Of regeringsdeelname ook voor de SP de uitkomst zal en kan zijn, staat nog te bezien. De kans is toegenomen, maar bijvoorbeeld de oppositie die wordt gevoerd tegen het EU-associatieverdrag met Oekraïne lijkt meer de reflex van de oude 'tegenpartij' dan van een potentiële regeringspartij. Natuurlijk moet iedere partij afwegen hoe zij zich politiek en strategisch opstelt bij een concreet onderwerp. Maar het was voorstelbaar - en voor de langere termijn mogelijk zelfs wenselijk - geweest als de SP zichzelf nu eens niet bijna als vanzelfsprekend in het tegenkamp (met PVV én Poetin) had geplaatst. Er zijn goede argumenten om vóór het associatieverdrag te zijn, ook voor een partij als de SP. Senator Tiny Kox leek bij de parlementaire behandeling nog te twijfelen. Het had dus best 'ja' kunnen zijn.
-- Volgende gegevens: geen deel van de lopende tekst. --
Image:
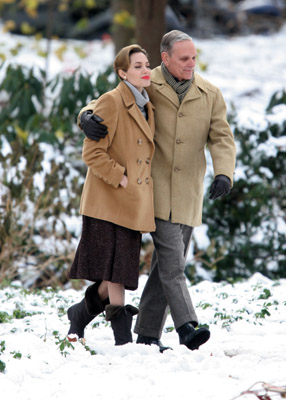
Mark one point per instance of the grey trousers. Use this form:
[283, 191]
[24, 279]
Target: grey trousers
[166, 286]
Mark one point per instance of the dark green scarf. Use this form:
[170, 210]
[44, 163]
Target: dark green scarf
[180, 87]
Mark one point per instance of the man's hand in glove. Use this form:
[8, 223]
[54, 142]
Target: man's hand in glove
[92, 127]
[220, 187]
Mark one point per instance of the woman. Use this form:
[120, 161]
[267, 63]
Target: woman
[117, 199]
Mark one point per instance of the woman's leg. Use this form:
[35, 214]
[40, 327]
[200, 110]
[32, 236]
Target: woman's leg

De politieke werkelijkheid zou straks wel eens kunnen zijn dat mogelijke electorale winst ook na 23 jaar niet tot regeringsverantwoordelijkheid leidt. Daarmee is de kans groot dat het formatieresultaat een door rechts gedomineerd kabinet van middenpartijen is, daar waar een gematigder opstelling de balans juist meer naar links zou kunnen doen doorslaan. Als dat zo is, blijft de SP samen met de PVV de vertolker van onvrede, zonder zelf te kunnen zorgen voor veranderingen. Dan is het dus leuk om wat groter te zijn, maar levert dat per saldo voor de eigen achterban weinig tot niets op. Nou ja, behalve dan blijvend ongenoegen.